St. Nikolaus-Schule und Skiclub Erding:Inklusion auf der Skipiste

St. Nikolaus-Schule und Skiclub Erding: Georg Bauer, Leiter der St. Nikolausschule, hat die ersten Skilager von Anfang an begleitet.

Georg Bauer, Leiter der St. Nikolausschule, hat die ersten Skilager von Anfang an begleitet.

(Foto: Renate Schmidt)

Seit mehr als 25 Jahren führen die St. Nikolaus-Schule und der Skiclub Erding eine Kooperation. Dass diese von Erfolg gekrönt ist, macht sich nicht nur in den sportlichen Resultaten bemerkbar.

Von Severin Dringel und Johannes Lesser, Erding

Die Schüler der St. Nikolaus-Schule in Erding machen gerade Mittagspause.

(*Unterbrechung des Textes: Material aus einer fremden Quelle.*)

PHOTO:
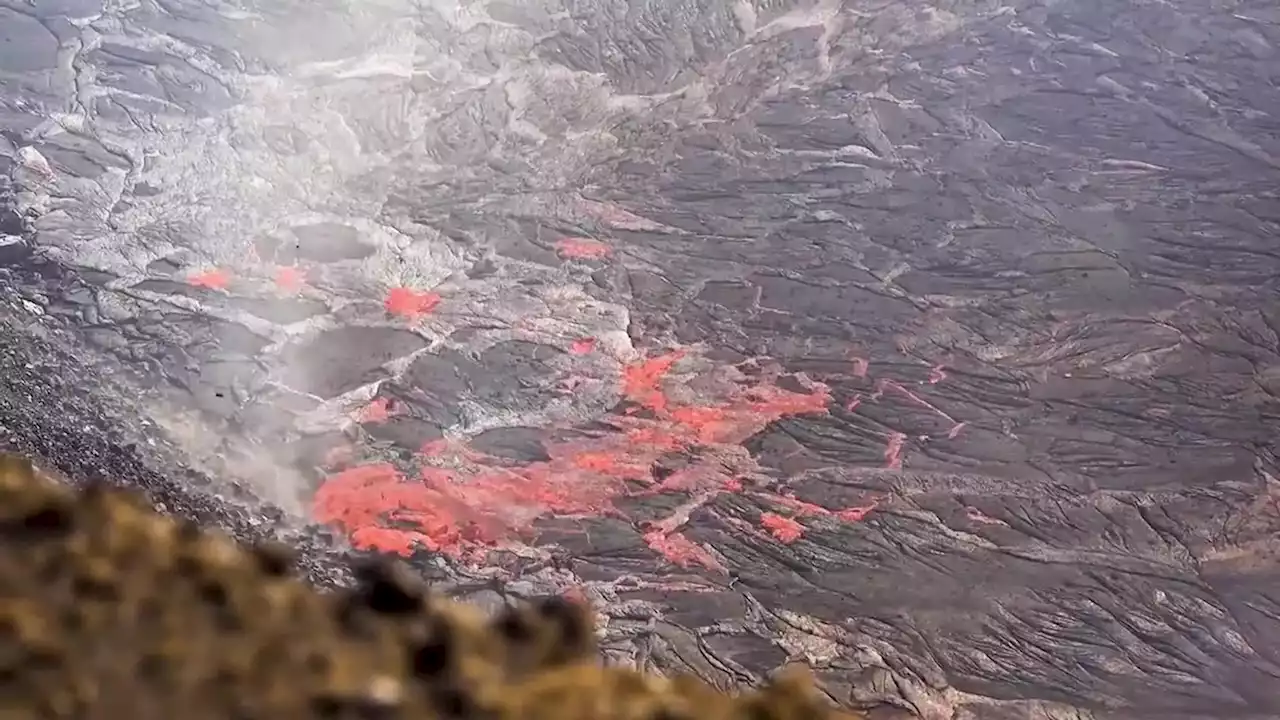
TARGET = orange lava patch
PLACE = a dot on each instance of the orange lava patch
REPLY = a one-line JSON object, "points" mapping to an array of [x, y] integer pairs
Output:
{"points": [[410, 304], [785, 529], [583, 249], [211, 279], [679, 550], [464, 502], [289, 278], [583, 346]]}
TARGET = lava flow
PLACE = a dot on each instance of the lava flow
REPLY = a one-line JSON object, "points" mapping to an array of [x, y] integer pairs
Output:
{"points": [[462, 502]]}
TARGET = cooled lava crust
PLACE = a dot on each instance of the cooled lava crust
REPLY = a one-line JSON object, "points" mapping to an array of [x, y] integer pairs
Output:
{"points": [[933, 345]]}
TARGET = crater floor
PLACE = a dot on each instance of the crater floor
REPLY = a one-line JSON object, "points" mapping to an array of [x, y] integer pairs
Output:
{"points": [[935, 345]]}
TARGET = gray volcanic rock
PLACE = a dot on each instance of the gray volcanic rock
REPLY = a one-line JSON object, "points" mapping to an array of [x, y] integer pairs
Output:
{"points": [[936, 345]]}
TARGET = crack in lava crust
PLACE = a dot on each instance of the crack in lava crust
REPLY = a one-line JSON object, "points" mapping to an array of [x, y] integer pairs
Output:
{"points": [[462, 502]]}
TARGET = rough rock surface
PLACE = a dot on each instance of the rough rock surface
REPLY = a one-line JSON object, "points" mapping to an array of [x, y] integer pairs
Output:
{"points": [[933, 343], [114, 611]]}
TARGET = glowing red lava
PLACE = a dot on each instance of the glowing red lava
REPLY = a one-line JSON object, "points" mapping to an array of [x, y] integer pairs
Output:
{"points": [[210, 279], [410, 304], [583, 346], [785, 529], [464, 502], [583, 249]]}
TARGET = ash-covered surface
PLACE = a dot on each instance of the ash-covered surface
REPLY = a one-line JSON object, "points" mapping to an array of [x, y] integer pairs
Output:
{"points": [[935, 345]]}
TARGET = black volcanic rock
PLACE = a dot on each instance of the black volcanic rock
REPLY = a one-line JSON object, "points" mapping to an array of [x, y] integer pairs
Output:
{"points": [[932, 345]]}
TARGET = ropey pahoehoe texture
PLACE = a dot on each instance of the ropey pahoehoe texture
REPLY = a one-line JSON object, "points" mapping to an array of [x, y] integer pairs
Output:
{"points": [[112, 610]]}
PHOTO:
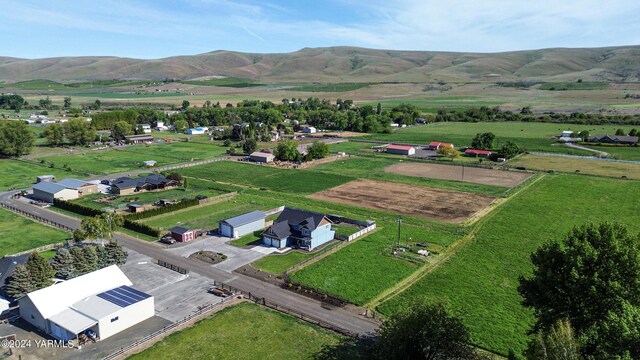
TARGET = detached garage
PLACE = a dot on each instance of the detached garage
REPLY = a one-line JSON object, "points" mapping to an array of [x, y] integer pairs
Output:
{"points": [[239, 226], [102, 301], [47, 191]]}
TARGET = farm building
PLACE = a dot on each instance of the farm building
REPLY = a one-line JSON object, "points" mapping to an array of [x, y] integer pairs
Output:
{"points": [[101, 301], [401, 150], [47, 191], [309, 130], [239, 226], [299, 229], [196, 131], [135, 208], [436, 145], [183, 234], [8, 264], [127, 186], [138, 139], [84, 188], [42, 178], [613, 139], [477, 153], [261, 157]]}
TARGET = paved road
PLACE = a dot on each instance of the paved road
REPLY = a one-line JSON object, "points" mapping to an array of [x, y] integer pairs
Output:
{"points": [[338, 317]]}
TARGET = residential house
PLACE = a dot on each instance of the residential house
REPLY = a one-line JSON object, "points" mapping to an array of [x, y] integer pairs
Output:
{"points": [[401, 150], [102, 301], [477, 153], [299, 229], [241, 225]]}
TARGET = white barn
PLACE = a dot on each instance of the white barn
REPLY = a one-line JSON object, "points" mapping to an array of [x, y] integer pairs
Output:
{"points": [[47, 191], [101, 301]]}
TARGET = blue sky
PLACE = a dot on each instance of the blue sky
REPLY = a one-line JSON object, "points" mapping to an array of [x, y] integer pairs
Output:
{"points": [[160, 28]]}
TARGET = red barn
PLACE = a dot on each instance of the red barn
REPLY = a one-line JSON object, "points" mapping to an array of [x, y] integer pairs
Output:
{"points": [[477, 153], [183, 234], [401, 150]]}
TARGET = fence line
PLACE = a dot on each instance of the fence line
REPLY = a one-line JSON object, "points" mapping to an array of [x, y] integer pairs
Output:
{"points": [[36, 217], [207, 308]]}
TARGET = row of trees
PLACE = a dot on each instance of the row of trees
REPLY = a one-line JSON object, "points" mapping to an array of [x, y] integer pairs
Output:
{"points": [[37, 273]]}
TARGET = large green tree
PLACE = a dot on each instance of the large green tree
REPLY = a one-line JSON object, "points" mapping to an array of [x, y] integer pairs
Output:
{"points": [[423, 331], [20, 282], [79, 132], [287, 150], [41, 271], [54, 134], [592, 279], [16, 138]]}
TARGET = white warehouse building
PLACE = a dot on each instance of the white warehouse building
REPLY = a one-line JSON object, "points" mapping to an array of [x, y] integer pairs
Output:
{"points": [[101, 301]]}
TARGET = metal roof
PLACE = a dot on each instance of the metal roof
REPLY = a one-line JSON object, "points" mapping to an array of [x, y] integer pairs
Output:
{"points": [[49, 187], [245, 218]]}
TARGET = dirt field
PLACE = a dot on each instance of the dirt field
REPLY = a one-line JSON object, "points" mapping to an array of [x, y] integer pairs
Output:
{"points": [[449, 172], [450, 206]]}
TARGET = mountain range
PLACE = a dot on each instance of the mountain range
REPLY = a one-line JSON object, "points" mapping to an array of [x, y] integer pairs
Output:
{"points": [[344, 64]]}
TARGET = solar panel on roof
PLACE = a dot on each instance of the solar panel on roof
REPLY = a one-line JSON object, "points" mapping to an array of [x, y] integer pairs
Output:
{"points": [[123, 296]]}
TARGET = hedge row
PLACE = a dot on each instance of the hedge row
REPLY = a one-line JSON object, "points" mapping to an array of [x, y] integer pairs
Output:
{"points": [[162, 210], [87, 211]]}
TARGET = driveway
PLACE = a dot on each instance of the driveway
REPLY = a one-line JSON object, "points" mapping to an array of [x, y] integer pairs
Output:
{"points": [[236, 257]]}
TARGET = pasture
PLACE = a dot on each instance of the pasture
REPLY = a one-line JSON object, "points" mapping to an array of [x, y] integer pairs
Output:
{"points": [[460, 173], [244, 331], [480, 281], [584, 166], [20, 234], [395, 198], [531, 136]]}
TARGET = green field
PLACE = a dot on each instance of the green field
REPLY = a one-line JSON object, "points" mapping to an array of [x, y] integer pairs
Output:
{"points": [[19, 174], [531, 136], [244, 331], [480, 281], [562, 86], [19, 234]]}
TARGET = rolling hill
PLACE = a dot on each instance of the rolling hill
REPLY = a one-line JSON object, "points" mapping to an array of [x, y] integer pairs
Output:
{"points": [[345, 64]]}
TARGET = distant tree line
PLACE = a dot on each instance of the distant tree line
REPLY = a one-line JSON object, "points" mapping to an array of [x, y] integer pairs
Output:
{"points": [[487, 114]]}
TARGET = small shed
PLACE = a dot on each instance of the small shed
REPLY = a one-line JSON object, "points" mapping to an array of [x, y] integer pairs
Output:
{"points": [[261, 157], [42, 178], [183, 234], [241, 225], [136, 208], [401, 150]]}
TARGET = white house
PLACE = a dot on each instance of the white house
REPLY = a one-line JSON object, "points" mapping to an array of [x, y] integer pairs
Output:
{"points": [[47, 191], [102, 301]]}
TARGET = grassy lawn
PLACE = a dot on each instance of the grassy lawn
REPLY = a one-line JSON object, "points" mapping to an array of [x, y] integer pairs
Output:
{"points": [[532, 136], [244, 331], [283, 180], [207, 216], [18, 174], [593, 167], [364, 269], [20, 234], [480, 281], [144, 198]]}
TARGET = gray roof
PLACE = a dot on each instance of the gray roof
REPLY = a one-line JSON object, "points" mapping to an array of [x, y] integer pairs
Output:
{"points": [[245, 218], [49, 187], [72, 183]]}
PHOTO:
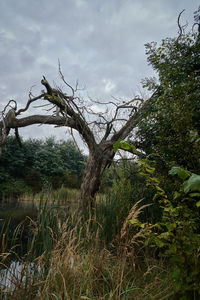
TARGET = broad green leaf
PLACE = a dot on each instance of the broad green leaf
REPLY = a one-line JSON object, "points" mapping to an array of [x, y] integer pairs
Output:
{"points": [[183, 174], [192, 184], [198, 204]]}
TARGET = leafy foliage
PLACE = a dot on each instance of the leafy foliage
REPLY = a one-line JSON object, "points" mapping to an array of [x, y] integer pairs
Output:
{"points": [[39, 163]]}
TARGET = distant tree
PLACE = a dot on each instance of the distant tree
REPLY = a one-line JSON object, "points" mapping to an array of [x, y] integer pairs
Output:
{"points": [[100, 131]]}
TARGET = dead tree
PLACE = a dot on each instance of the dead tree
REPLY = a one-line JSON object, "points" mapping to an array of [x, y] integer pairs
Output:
{"points": [[73, 113]]}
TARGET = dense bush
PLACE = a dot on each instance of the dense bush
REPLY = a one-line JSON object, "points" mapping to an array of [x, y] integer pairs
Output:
{"points": [[39, 164]]}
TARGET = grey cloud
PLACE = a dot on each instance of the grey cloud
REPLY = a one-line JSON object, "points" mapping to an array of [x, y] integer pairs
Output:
{"points": [[101, 43]]}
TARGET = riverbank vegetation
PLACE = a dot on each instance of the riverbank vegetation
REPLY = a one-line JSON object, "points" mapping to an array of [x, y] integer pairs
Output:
{"points": [[140, 238]]}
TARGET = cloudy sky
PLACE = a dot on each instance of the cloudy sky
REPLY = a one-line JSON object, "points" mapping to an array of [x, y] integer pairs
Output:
{"points": [[99, 42]]}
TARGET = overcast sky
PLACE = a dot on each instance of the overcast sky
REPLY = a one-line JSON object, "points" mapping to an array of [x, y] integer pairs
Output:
{"points": [[99, 42]]}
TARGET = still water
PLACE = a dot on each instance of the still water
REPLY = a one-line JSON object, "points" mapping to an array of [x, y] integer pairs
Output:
{"points": [[15, 214]]}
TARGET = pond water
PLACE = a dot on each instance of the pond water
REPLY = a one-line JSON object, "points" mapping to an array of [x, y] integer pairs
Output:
{"points": [[13, 213]]}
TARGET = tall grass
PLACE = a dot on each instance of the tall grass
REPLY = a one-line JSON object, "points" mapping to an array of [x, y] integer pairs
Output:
{"points": [[95, 257]]}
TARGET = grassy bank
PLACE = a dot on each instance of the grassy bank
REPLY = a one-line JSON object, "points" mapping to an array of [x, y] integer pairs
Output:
{"points": [[93, 257]]}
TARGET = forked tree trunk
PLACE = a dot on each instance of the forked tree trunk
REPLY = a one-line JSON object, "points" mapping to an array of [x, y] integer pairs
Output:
{"points": [[97, 163]]}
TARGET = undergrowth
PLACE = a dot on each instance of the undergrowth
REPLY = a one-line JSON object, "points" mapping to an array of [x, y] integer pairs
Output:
{"points": [[74, 257]]}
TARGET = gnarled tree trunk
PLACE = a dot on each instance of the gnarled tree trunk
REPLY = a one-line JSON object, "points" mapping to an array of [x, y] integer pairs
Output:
{"points": [[98, 160]]}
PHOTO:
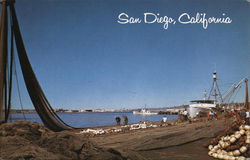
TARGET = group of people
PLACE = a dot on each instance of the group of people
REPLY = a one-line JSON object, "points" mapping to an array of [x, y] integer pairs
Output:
{"points": [[118, 120], [211, 115]]}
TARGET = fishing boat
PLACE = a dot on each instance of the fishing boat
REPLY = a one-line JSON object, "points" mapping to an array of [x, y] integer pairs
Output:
{"points": [[144, 112], [198, 106]]}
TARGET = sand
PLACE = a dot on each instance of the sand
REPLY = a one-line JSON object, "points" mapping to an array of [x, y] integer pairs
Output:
{"points": [[26, 140], [183, 141]]}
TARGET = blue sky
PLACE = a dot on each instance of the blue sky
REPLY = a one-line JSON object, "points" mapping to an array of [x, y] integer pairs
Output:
{"points": [[84, 59]]}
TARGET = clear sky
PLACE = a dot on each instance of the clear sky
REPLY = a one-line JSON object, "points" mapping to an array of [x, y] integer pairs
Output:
{"points": [[85, 59]]}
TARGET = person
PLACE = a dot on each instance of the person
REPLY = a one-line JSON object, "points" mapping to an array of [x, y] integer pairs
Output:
{"points": [[248, 117], [125, 120], [211, 115], [118, 120], [164, 119], [185, 113]]}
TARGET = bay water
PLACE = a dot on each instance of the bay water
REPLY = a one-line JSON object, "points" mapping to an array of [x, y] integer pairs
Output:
{"points": [[93, 119]]}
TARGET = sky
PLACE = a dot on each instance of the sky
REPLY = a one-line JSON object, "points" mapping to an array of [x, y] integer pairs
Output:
{"points": [[84, 59]]}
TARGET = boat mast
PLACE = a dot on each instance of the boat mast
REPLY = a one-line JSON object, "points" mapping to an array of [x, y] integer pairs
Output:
{"points": [[214, 92]]}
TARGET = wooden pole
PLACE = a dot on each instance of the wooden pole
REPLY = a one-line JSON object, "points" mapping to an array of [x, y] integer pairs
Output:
{"points": [[247, 100]]}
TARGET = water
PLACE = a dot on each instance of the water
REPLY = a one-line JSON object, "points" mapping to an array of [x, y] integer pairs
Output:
{"points": [[91, 119]]}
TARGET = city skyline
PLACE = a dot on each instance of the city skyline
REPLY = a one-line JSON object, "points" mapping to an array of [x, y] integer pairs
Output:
{"points": [[84, 58]]}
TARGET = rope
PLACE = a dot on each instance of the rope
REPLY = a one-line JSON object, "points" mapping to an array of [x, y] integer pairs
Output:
{"points": [[18, 88]]}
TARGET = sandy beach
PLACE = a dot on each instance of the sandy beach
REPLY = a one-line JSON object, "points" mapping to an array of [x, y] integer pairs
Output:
{"points": [[26, 140], [182, 141]]}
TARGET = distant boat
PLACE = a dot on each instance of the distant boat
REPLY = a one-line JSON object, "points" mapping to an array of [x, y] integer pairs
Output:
{"points": [[198, 106], [144, 112]]}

Die einen jagen sich verspielt durch den Gang, die anderen genießen ihr Essen mit ihren Schulfreunden und einige reden enthusiastisch miteinander. Eine gewisse Wärme im Zusammensein, die auch der Schuldirektor Georg Bauer ausstrahlt. Routiniert wie er ist, erzählt er von den Vereinsmeisterschaften, an denen die Schule am vergangenen Wochenende teilnahm und zeigt Fotos von den Feierlichkeiten.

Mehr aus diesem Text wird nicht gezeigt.